先頭を走るスティールとユーレクがXM8コンパクトカービンを射撃、通路を塞ぐ警備兵を撃ち倒していく。


「急げ!走れ!班長は援護を!」


大きな通りはカッティング・パイで通りをクリアリング、敵が目に入り次第撃つ。

普段通りなら素早い動きも、120人の囚人を連れての移動だ、どうしても慎重にならざるを得ない。

戦えない一般人を庇っての戦闘というのは、かなり負担になるのだ。


「行け!行け!正門まで突っ走れ!」


「止まるな!止まるな!」


警備兵は銃やクロスボウを持って反撃してくる、敵に銃が居るという事は、それなりに銃を使った戦闘を想定しているという事か。

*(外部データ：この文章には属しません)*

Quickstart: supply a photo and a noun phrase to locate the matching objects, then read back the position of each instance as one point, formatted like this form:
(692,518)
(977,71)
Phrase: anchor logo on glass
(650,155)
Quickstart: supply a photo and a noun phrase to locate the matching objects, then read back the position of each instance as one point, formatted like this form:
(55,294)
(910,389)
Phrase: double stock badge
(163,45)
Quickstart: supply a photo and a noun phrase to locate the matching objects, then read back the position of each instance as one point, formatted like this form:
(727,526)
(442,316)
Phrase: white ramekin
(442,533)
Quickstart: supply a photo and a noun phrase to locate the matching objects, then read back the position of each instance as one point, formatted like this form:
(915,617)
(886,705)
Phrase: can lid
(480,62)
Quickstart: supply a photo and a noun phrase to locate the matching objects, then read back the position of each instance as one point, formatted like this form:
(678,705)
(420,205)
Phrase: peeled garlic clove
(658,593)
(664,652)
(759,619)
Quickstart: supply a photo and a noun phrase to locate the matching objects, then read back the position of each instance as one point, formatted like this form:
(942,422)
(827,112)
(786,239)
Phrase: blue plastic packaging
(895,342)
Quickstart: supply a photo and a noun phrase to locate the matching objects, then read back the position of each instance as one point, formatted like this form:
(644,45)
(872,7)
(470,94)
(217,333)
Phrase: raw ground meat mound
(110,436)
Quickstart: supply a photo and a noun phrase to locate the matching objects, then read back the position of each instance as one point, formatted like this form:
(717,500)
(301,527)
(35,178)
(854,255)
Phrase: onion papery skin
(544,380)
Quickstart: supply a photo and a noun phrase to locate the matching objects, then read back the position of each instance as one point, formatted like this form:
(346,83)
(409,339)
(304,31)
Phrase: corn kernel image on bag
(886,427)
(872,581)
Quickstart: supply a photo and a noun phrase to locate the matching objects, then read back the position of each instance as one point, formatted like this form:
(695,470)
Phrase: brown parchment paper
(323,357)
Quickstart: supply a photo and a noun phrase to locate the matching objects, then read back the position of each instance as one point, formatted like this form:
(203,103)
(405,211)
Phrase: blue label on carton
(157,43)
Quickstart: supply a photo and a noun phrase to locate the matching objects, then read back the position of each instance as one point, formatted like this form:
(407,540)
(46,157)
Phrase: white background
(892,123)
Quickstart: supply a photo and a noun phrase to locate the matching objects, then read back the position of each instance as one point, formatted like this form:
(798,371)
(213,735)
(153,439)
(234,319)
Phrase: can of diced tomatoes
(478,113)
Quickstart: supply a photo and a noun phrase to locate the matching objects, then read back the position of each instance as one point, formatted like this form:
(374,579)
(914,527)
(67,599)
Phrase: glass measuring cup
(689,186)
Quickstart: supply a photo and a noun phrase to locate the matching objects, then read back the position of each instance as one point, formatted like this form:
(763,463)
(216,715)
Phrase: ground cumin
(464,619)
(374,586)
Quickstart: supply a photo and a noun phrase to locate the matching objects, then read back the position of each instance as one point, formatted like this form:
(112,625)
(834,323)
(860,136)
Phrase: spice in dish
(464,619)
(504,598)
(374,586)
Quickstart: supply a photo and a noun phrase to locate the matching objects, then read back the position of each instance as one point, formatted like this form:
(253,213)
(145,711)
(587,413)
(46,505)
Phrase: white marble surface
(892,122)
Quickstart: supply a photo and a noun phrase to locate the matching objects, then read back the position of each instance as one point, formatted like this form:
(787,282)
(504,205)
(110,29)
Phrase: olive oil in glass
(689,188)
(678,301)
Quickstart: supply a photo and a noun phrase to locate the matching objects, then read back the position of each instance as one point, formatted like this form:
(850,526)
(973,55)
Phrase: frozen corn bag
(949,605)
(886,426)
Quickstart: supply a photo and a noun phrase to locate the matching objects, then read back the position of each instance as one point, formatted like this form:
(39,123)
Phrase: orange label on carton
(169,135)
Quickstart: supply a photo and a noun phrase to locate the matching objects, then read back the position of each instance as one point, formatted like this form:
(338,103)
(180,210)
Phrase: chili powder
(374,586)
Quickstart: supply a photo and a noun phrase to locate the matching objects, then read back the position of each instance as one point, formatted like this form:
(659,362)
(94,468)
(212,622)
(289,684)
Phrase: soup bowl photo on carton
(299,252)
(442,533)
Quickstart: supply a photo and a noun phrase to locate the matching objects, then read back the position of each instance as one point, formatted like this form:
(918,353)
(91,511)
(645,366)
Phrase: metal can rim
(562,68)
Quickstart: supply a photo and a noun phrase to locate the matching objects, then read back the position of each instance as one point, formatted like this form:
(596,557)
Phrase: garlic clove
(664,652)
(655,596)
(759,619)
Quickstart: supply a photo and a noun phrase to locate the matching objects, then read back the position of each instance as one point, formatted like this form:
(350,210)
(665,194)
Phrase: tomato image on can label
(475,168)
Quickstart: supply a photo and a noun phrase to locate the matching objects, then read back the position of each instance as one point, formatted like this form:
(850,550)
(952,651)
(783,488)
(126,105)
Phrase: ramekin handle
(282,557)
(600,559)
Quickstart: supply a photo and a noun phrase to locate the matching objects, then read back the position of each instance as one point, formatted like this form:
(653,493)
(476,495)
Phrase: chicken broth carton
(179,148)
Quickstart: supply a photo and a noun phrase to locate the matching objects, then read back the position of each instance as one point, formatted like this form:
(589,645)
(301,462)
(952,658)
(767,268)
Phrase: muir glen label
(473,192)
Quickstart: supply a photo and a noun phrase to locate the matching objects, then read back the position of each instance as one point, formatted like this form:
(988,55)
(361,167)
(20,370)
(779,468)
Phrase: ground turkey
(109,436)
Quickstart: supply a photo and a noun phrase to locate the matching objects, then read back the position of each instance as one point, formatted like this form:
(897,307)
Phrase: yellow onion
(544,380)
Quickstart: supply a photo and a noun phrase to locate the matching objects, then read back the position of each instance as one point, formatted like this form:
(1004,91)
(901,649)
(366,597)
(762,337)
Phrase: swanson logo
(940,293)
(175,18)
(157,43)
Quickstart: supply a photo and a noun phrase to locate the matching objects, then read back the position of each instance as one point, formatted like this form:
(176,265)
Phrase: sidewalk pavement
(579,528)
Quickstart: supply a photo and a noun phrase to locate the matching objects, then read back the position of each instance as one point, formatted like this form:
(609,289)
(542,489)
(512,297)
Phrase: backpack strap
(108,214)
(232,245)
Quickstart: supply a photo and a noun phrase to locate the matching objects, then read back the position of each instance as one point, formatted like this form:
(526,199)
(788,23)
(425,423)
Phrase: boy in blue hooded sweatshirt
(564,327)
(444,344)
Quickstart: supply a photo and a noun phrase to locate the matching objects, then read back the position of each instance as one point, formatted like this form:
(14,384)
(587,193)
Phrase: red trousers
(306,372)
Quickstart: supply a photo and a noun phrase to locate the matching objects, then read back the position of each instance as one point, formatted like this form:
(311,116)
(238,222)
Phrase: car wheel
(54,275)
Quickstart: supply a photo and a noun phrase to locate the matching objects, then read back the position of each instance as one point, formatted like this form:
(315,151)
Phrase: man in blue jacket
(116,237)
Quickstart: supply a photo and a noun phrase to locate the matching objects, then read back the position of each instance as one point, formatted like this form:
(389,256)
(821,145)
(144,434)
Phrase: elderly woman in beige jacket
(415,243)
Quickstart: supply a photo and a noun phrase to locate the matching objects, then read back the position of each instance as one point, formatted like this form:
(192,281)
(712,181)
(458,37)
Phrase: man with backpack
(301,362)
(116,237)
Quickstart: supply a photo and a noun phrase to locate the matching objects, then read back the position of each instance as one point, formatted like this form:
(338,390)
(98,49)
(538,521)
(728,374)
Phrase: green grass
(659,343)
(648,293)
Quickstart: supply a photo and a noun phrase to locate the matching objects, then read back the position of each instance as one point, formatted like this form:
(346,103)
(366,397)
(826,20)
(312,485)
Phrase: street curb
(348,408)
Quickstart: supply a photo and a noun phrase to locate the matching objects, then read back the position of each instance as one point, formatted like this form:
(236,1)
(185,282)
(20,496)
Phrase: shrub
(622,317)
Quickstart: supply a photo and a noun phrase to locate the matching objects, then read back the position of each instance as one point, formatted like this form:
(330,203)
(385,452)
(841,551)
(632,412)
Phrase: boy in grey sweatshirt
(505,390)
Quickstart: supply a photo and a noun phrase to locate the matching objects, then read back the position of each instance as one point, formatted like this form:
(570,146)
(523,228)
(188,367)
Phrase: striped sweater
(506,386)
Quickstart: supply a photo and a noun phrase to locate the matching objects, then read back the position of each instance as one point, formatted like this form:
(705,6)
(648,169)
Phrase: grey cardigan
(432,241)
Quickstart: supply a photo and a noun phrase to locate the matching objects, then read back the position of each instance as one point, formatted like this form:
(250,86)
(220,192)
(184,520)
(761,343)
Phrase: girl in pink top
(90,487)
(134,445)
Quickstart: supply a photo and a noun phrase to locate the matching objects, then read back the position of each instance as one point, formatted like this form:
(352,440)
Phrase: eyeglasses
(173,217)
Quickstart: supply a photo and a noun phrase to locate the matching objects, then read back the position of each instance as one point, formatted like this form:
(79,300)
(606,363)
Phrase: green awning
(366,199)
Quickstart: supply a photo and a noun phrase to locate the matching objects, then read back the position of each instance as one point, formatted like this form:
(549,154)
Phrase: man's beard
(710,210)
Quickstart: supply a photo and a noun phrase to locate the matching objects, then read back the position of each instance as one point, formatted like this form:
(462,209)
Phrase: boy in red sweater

こちらが敵の弾に頭を引っ込めている内に、警備兵の中の剣士が銃兵援護下で突撃して来る。その連携は見事だと言わざるを得ない。


だが、銃を使う戦闘ではこちらの方が一枚上手だ。肉薄した剣士に2人は引き金を引き、銃口から射出された5.56mmNATO弾は胸甲をいとも容易く貫いて剣士を地獄に叩き落とした。


「ペチェルスキー!レオン!正門まで先導!囚人を護衛しろ!俺達は殿に入る!」


呼ばれた2人は頷くと、班を率いて前へ出る。

ハンドサインで通りの向こうに送る、渡ったのが分かったのか敵が正面から出てきたが、ペチェルスキーとレオンがそれぞれM1Aを射撃して警備兵を屠った。


ペチェルスキーとレオンは正面の敵を始末すると班を率いて通りを走る、側面の路地から回り込んで来る敵を始末し囚人に路地を渡らせて渡った班の班長が前へ出る。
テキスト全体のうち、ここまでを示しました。